Today’s art collectors pay as much attention to what sits in their rooms as to what hangs on their walls. And dealers have been quick to cash in on their new preoccupation. Art galleries like
Gagosian and
Sonnabend have begun mounting design exhibitions, while contemporary-design galleries have borrowed a page from their art world brethren: Recognizing that collectors favor uniqueness, they tout not only the sculptural qualities of the pieces they offer and the theories behind them but also their rarity. That is why the hottest term in design today is limited edition. Backed by galleries, designers like
Marc Newson,
Constantin Gric and
Maarten Baas are producing work in extremely small numbers. This manufactured exclusivity may be a blatantly commercial attempt to meld the spheres of art and design, but it is by no means the first instance in recent history, as the following examples demonstrate.
The Wiener Werkstätte
At the turn of the 20th century, Vienna was a city in transition.

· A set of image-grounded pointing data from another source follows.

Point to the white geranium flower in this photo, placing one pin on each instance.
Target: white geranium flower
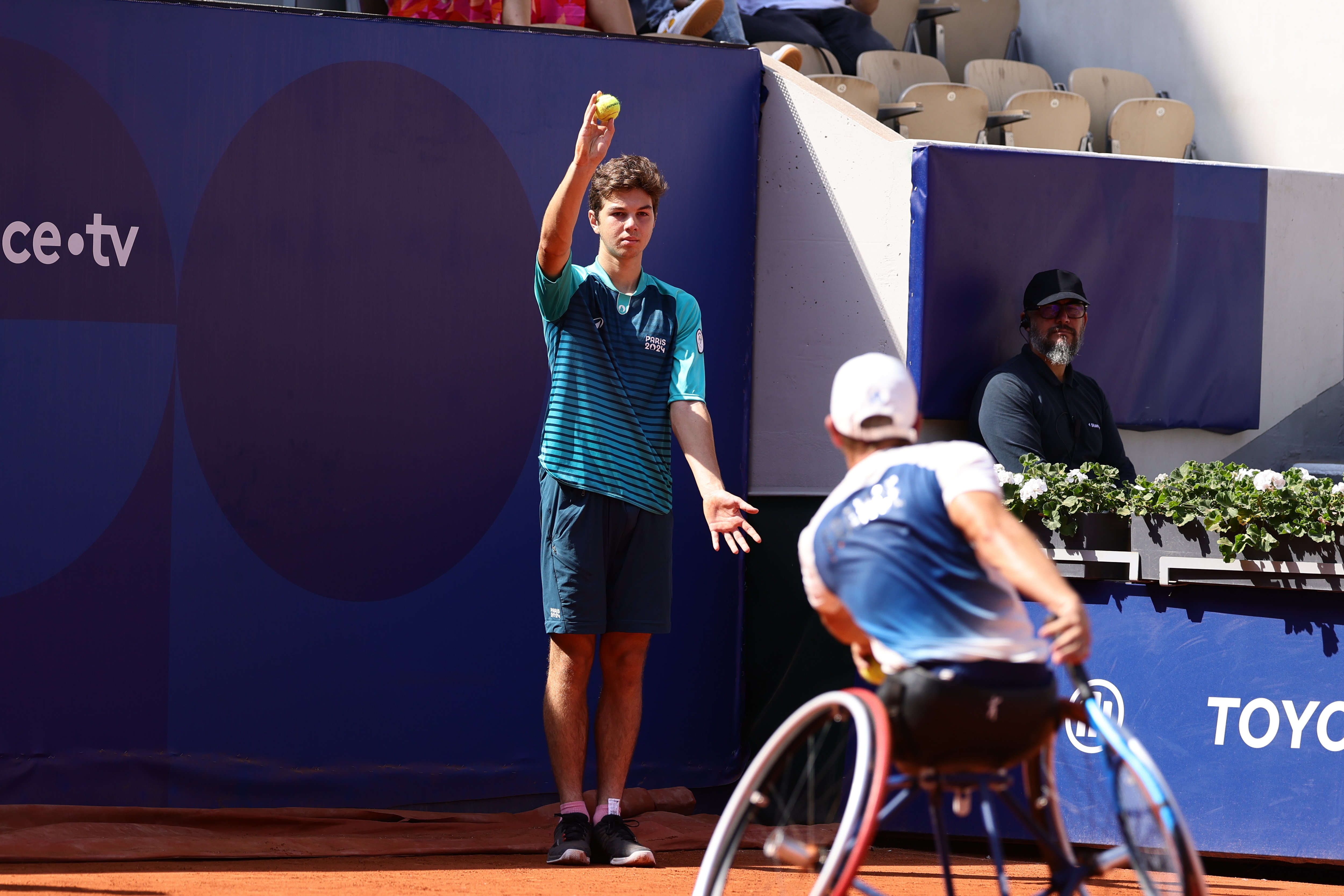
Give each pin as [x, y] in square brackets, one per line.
[1268, 481]
[1033, 490]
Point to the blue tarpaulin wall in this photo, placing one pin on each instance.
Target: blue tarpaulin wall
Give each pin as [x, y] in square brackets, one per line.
[271, 385]
[1171, 254]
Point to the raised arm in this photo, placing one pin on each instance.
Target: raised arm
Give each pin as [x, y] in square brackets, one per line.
[1003, 543]
[722, 510]
[564, 212]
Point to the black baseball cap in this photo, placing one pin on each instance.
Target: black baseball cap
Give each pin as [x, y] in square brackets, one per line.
[1053, 287]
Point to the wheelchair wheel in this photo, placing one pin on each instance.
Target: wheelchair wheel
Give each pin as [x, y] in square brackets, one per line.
[816, 785]
[1160, 847]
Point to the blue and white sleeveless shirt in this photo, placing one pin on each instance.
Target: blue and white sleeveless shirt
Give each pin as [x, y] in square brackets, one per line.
[884, 546]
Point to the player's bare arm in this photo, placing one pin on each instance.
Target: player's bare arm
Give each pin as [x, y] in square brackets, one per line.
[562, 213]
[722, 510]
[1006, 545]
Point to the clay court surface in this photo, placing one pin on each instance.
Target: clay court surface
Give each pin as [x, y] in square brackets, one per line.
[894, 871]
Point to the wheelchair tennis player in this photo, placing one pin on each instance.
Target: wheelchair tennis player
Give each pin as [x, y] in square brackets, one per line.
[914, 563]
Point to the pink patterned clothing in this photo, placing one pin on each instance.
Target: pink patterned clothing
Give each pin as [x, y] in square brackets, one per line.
[564, 13]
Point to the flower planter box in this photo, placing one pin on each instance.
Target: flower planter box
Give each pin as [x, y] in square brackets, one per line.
[1155, 538]
[1096, 533]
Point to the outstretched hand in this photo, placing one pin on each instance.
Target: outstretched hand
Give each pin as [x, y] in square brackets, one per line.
[724, 512]
[595, 136]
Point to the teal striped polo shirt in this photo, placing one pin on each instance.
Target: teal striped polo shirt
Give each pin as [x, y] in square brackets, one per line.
[616, 363]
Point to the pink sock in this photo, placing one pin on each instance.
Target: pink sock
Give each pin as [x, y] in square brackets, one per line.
[574, 806]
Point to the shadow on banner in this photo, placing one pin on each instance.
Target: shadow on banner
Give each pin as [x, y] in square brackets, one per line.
[1171, 253]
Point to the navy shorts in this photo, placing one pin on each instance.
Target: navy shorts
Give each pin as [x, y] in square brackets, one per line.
[607, 566]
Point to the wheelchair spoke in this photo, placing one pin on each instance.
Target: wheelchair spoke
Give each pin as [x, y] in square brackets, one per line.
[865, 888]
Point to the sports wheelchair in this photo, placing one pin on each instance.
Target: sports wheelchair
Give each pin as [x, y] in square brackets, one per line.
[830, 769]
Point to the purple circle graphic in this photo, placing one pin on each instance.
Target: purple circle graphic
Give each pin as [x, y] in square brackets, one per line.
[73, 175]
[358, 340]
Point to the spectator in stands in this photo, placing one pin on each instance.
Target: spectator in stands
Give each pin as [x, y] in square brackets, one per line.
[712, 19]
[1038, 404]
[612, 17]
[845, 30]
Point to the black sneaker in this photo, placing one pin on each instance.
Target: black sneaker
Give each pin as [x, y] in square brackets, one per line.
[572, 841]
[613, 841]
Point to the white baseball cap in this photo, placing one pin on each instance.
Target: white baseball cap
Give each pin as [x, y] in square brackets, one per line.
[869, 386]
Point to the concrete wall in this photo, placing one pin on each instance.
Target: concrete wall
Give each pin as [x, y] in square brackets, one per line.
[1303, 350]
[1264, 78]
[832, 270]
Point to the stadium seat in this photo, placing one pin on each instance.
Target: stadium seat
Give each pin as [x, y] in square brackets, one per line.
[1104, 91]
[916, 88]
[854, 91]
[1058, 120]
[1152, 127]
[816, 61]
[983, 30]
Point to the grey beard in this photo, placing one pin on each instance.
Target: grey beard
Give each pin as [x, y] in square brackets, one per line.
[1058, 351]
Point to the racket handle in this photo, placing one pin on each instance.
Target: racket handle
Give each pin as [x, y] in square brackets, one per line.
[1077, 673]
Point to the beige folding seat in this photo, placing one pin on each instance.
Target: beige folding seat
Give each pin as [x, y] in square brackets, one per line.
[816, 61]
[951, 112]
[1152, 127]
[914, 84]
[983, 30]
[897, 21]
[855, 91]
[1104, 91]
[1058, 120]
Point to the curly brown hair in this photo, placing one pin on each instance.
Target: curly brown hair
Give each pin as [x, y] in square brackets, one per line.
[627, 173]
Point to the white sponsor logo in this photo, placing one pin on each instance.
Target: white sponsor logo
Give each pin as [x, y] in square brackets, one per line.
[44, 242]
[1268, 726]
[882, 498]
[1112, 708]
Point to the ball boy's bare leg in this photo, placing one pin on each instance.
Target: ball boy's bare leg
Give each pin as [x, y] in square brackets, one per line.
[619, 710]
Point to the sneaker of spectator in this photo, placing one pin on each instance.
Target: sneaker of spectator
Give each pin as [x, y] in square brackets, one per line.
[658, 13]
[789, 56]
[694, 21]
[845, 29]
[612, 17]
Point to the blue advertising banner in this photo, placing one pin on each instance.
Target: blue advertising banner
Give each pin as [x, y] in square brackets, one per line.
[1238, 695]
[1171, 254]
[272, 378]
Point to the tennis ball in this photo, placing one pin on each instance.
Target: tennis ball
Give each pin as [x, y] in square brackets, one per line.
[873, 673]
[608, 107]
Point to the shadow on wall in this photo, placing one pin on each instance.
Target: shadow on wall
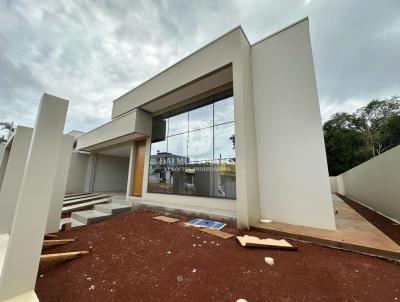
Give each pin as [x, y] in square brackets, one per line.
[110, 173]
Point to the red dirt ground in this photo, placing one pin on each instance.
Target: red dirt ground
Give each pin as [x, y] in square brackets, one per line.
[387, 226]
[137, 258]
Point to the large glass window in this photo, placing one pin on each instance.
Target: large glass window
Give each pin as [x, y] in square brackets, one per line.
[197, 155]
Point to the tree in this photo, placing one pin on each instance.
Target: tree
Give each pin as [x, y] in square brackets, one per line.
[344, 143]
[9, 128]
[376, 121]
[351, 139]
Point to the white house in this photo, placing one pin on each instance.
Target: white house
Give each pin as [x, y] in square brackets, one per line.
[238, 129]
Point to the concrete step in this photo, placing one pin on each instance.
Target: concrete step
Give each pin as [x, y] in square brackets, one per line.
[84, 205]
[83, 199]
[122, 201]
[89, 216]
[74, 223]
[112, 208]
[78, 195]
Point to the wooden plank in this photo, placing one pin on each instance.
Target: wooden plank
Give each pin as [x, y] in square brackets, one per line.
[57, 242]
[217, 233]
[166, 219]
[58, 257]
[252, 241]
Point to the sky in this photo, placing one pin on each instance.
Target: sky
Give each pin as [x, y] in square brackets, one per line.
[92, 52]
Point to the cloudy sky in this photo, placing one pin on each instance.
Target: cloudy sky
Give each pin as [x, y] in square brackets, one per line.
[91, 52]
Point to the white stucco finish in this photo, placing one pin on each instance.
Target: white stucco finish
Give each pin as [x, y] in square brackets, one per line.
[77, 173]
[333, 184]
[21, 261]
[292, 166]
[14, 171]
[122, 129]
[375, 183]
[111, 174]
[60, 183]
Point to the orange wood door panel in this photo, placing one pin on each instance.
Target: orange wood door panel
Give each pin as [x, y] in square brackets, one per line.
[140, 147]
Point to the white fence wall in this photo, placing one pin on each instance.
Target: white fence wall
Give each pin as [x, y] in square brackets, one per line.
[375, 183]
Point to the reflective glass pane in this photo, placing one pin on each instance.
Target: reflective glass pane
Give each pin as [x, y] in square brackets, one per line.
[157, 174]
[199, 179]
[178, 124]
[175, 180]
[224, 111]
[200, 145]
[224, 178]
[201, 117]
[177, 145]
[159, 147]
[224, 141]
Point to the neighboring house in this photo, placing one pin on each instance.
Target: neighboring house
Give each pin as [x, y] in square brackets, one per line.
[234, 129]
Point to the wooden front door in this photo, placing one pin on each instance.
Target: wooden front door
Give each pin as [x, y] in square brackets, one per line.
[137, 183]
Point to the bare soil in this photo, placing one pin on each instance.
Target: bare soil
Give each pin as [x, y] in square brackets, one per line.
[137, 258]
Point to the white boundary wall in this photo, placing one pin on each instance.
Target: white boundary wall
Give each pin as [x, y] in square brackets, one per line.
[375, 183]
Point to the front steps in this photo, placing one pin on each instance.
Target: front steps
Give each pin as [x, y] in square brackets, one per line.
[103, 209]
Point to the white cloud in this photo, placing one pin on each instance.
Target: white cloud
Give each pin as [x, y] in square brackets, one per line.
[93, 52]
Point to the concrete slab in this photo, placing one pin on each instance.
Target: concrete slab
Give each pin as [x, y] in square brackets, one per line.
[89, 216]
[85, 205]
[353, 232]
[112, 208]
[85, 198]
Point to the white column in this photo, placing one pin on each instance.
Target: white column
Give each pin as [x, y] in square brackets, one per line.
[14, 171]
[22, 257]
[130, 170]
[53, 220]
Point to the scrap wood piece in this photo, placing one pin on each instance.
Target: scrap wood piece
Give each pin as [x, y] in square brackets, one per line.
[217, 233]
[58, 257]
[204, 223]
[57, 242]
[253, 241]
[166, 219]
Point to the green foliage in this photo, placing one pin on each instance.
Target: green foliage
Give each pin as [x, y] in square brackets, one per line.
[351, 139]
[9, 128]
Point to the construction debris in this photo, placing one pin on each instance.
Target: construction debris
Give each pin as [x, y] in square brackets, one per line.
[269, 260]
[166, 219]
[58, 257]
[252, 241]
[55, 242]
[217, 233]
[204, 223]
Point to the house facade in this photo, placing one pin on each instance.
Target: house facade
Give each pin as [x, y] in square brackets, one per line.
[233, 130]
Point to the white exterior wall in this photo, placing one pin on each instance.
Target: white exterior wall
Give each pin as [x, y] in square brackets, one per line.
[292, 166]
[21, 261]
[60, 183]
[77, 173]
[375, 183]
[111, 174]
[14, 167]
[333, 184]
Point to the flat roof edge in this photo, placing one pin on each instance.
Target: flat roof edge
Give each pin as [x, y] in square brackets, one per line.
[281, 30]
[184, 58]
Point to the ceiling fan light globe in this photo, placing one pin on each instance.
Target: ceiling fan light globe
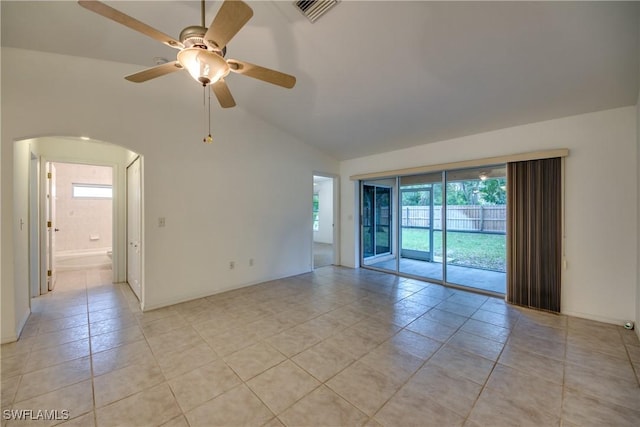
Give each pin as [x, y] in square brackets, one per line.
[204, 66]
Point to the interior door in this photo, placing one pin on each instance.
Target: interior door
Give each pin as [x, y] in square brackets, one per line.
[416, 223]
[134, 254]
[50, 216]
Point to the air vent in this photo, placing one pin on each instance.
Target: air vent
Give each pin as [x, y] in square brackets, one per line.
[314, 9]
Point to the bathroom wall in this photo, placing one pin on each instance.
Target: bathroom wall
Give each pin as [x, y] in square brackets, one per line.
[84, 223]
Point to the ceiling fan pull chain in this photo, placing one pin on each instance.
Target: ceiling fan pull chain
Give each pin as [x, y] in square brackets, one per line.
[208, 139]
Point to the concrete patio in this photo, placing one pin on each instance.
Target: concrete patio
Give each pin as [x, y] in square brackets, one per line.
[492, 281]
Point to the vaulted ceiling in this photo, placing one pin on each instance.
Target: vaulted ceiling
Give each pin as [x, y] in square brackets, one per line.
[382, 75]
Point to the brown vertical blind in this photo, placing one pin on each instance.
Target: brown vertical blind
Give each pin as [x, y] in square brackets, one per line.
[534, 233]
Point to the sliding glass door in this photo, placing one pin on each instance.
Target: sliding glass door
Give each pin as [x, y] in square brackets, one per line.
[448, 227]
[377, 233]
[476, 228]
[420, 238]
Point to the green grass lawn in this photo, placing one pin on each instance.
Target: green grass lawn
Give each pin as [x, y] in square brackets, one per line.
[476, 250]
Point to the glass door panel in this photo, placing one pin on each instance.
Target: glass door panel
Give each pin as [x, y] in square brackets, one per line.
[382, 221]
[476, 228]
[368, 220]
[418, 236]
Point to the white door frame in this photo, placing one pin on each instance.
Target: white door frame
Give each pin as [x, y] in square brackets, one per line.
[41, 226]
[336, 215]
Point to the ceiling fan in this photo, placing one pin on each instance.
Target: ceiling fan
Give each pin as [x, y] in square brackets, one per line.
[201, 50]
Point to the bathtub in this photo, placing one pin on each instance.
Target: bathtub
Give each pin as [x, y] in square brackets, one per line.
[83, 259]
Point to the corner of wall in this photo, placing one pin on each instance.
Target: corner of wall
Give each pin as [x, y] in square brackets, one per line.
[638, 216]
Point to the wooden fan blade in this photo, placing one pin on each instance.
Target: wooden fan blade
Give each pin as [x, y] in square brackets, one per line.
[222, 92]
[121, 18]
[261, 73]
[231, 17]
[153, 72]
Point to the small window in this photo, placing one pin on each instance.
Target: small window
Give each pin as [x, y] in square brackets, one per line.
[92, 191]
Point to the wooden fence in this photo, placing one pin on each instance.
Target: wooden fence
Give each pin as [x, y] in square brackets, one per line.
[478, 218]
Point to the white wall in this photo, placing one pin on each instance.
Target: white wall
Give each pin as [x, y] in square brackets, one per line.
[638, 219]
[245, 196]
[601, 200]
[74, 150]
[325, 212]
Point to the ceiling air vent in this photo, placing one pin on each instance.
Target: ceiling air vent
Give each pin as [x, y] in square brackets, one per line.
[314, 9]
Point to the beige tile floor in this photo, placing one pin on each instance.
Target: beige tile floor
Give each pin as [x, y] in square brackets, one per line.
[334, 347]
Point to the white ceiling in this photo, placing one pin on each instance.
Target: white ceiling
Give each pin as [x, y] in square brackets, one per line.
[382, 75]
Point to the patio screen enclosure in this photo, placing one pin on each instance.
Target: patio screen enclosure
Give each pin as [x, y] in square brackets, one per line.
[447, 226]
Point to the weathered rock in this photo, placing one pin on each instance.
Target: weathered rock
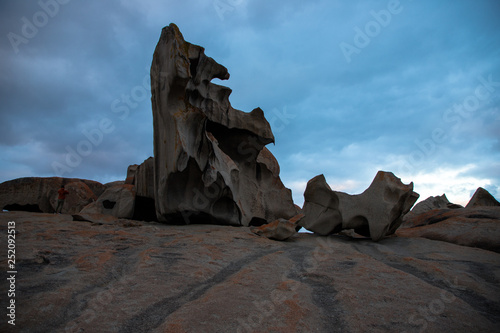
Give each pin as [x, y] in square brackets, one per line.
[131, 173]
[40, 194]
[210, 161]
[375, 213]
[79, 196]
[144, 179]
[476, 227]
[280, 229]
[150, 277]
[482, 198]
[431, 203]
[118, 201]
[111, 184]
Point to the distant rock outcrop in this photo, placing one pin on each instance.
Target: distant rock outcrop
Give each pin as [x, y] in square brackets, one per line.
[474, 226]
[429, 204]
[40, 194]
[210, 159]
[482, 198]
[375, 213]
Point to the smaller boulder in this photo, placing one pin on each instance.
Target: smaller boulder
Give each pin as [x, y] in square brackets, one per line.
[118, 201]
[427, 205]
[375, 213]
[280, 229]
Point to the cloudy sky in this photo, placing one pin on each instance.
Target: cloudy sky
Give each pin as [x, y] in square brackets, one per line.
[349, 87]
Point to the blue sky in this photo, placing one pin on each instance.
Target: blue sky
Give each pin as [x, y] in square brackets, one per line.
[349, 87]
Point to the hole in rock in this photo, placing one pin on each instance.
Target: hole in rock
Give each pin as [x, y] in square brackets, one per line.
[193, 66]
[145, 209]
[240, 145]
[108, 204]
[23, 208]
[257, 222]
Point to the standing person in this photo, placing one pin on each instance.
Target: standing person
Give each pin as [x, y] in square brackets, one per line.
[60, 199]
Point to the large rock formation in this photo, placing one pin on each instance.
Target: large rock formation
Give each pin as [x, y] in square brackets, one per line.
[375, 213]
[210, 161]
[40, 194]
[127, 276]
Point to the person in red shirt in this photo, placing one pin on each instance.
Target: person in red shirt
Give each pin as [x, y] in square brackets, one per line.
[60, 199]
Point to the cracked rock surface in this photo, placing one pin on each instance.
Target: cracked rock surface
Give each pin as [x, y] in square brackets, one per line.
[119, 275]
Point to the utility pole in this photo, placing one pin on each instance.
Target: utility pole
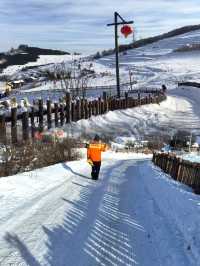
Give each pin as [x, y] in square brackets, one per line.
[116, 23]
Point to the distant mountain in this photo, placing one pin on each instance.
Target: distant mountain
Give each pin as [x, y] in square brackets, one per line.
[149, 40]
[25, 54]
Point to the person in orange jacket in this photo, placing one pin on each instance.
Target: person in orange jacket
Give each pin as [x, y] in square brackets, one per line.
[94, 150]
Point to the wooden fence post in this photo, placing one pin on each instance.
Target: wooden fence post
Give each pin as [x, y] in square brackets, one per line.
[14, 125]
[49, 111]
[25, 125]
[3, 129]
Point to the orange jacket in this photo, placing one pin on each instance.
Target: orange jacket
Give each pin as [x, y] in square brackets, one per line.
[94, 151]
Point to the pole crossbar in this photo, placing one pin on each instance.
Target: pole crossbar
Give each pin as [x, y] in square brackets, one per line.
[120, 23]
[116, 23]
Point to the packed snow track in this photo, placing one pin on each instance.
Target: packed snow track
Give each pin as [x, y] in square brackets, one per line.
[133, 215]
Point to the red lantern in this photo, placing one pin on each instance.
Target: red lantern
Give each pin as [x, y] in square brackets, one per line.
[126, 30]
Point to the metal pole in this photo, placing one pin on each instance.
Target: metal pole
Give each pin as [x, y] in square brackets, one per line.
[117, 56]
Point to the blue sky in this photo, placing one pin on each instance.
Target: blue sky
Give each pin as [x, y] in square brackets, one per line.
[80, 25]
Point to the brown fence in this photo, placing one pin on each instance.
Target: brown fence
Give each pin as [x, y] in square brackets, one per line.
[57, 114]
[181, 170]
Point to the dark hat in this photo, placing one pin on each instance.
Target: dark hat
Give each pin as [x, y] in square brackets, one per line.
[96, 138]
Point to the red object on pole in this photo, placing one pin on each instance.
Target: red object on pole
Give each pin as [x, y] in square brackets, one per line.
[126, 30]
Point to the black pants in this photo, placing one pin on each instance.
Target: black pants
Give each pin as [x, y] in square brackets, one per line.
[95, 170]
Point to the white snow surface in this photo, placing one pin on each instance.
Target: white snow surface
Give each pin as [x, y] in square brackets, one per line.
[133, 215]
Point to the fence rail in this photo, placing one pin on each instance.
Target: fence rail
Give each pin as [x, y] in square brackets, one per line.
[181, 170]
[57, 114]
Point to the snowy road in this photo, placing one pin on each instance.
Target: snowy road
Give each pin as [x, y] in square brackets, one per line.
[58, 216]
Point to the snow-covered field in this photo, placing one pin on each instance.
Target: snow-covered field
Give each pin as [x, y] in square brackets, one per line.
[134, 215]
[152, 66]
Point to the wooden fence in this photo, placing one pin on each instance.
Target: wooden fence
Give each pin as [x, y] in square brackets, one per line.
[181, 170]
[56, 114]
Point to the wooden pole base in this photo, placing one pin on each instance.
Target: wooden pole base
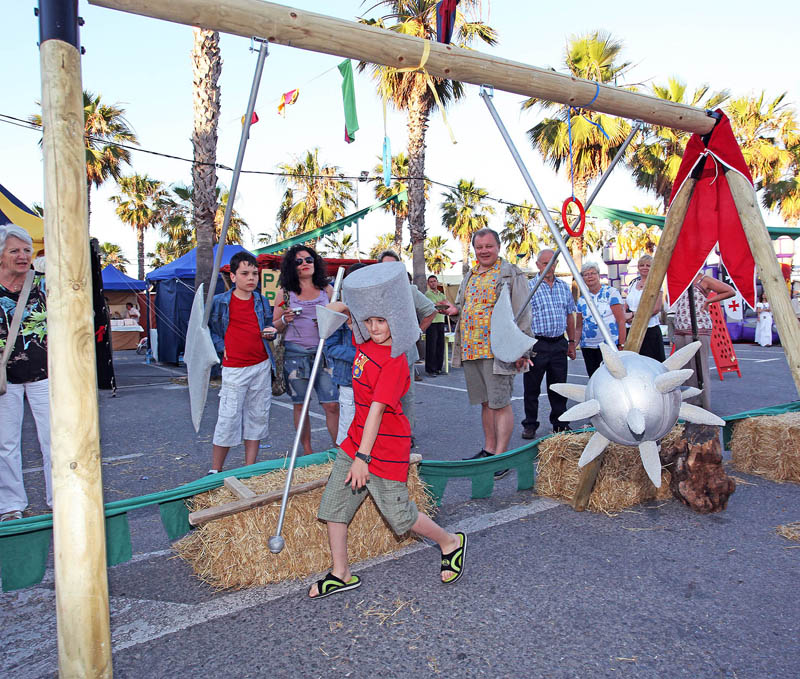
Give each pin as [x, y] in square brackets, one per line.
[84, 638]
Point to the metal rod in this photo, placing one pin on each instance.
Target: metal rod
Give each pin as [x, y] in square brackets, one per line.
[604, 331]
[237, 169]
[551, 264]
[276, 542]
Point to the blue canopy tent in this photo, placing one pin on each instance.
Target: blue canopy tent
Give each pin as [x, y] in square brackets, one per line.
[174, 286]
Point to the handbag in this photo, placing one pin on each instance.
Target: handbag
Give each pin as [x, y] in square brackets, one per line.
[13, 329]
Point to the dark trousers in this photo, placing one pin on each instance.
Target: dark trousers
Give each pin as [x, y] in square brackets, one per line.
[550, 360]
[434, 347]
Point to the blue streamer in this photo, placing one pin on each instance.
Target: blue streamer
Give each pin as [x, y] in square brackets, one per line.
[387, 163]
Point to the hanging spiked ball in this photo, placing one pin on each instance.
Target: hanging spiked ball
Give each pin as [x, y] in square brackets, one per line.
[634, 400]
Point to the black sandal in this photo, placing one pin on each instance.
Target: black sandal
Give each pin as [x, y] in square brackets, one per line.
[454, 561]
[330, 584]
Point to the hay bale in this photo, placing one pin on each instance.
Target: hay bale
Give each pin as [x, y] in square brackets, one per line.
[232, 552]
[622, 481]
[769, 446]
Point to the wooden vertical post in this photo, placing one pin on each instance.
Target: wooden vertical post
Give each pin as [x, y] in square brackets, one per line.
[744, 196]
[84, 639]
[652, 289]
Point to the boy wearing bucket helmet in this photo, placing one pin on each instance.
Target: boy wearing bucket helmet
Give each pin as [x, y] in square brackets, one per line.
[374, 457]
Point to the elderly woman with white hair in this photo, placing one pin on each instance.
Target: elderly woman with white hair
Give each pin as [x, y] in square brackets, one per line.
[26, 368]
[608, 302]
[653, 342]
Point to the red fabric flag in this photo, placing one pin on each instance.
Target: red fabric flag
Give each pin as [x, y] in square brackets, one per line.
[712, 217]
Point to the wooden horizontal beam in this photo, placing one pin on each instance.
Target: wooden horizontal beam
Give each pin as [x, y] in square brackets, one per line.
[319, 33]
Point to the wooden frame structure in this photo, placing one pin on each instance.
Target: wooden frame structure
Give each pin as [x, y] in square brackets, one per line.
[81, 584]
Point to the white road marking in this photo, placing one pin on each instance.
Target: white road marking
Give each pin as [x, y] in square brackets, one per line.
[290, 406]
[29, 629]
[104, 460]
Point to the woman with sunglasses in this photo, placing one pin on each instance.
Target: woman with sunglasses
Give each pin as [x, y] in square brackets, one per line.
[303, 285]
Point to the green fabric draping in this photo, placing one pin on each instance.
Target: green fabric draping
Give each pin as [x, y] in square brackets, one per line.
[333, 227]
[624, 216]
[349, 99]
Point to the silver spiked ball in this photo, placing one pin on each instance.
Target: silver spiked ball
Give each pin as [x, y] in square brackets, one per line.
[634, 400]
[276, 544]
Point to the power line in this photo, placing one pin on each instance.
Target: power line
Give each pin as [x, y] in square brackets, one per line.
[30, 125]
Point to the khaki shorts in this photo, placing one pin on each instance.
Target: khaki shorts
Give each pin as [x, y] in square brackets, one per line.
[483, 386]
[340, 502]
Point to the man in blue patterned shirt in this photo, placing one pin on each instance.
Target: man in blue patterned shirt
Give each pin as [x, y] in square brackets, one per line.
[552, 310]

A growing class of wealthy merchants craved a new way of living, one not modeled on that of the Austro-Hungarian aristocracy. To satisfy this desire, the architect Josef Hoffmann and the artist Koloman Moser in 1903 founded the Wiener Werkstätte—“Viennese Workshops”—a protomodernist design collective whose goal was to bring artistry to every component of domestic life, from furniture, ceramics and glassware to dinner utensils, jewelry and even clothing. The Werkstätte revered handcrafted pieces and, because of the amount of time devoted to each item—“Better to take 10 days to create one object than to make 10 objects in one day” was their credo—focused on the luxury market. The collective celebrated individualism and embraced many design styles. Although usually identified with sleek, geometric wares by Moser and Hoffman (the latter created numerous rounded, fluted metal serving pieces as well), it also produced many curvaceous, near-Baroque pieces by designers like Dagobert Peche. The Werkstätte was hugely successful for a time, opening showrooms in Berlin and New York, among other cities, but it foundered with the onset of the Great Depression and closed in 1932.
The Bauhaus
The German school founded in 1919 by the architect Walter Gropius is generally considered the most influential design institution of the 20th century. The Bauhaus’s governing principles were as much political as aesthetic: the democratic notion that art, craftsmanship and technology could be integrated to create attractive, well-designed living environments that were accessible to all. Its legacy is most pronounced in architecture and furniture, through designs by such faculty members as Gropius, Mies van der Rohe and Breuer. But it produced a diverse array of work—tableware, ceramics, wallpaper, bookbindings, typographical styles—and among the staff and students were an astonishing number of the century’s great artists, including Moholy-Nagy, Kandinsky, Klee and Anni and Josef Albers. Although Bauhaus design is often severe in appearance, many pieces evince a true elegance, such as the tea infusers created by Marianne Brandt, one of which sold at Sotheby’s New York for $361,000 in 2007, setting the auction record for a Bauhaus work. Conceived as an industrial prototype, it was handcrafted from brass, silver and ebony, luxe materials that ironically precluded mass production. The school’s progressive ideals did not sit well with the Nazi regime, and it closed in 1933.
American Studio
After World War II, a group of furniture makers emerged who were united by a distaste for industrial production, a reverence for wood and an appreciation of idiosyncratic forms. The Philadelphia-area artist Wharton Esherick, who in the 1930s began carving angular, chamfered furnishings inspired by German Expressionism, is considered the spiritual father of the movement. It flowered in the ’50s and ’60s with three great exponents: George Nakashima, who maintained his wood’s natural contours and burls to reveal what he called “the soul of a tree”; Sam Maloof, who brought organic modernism to traditional furniture forms, most famously rocking chairs; and the protean Wendell Castle, whose early pieces were often lushly biomorphic and who later helped pioneer limited furniture editions. Some of the most striking work was created by California artist-craftsmen such as Arthur Espenet Carpenter, whose furniture manages to be both muscular and graceful, and Jack Rogers Hopkins, whose wildly eccentric designs often combine two or more furniture forms—say, a chair, side table and lamp—in one piece. The movement continues today in the creations of such designers as Michael Coffey, David Ebner and Nakashima’s daughter Mira.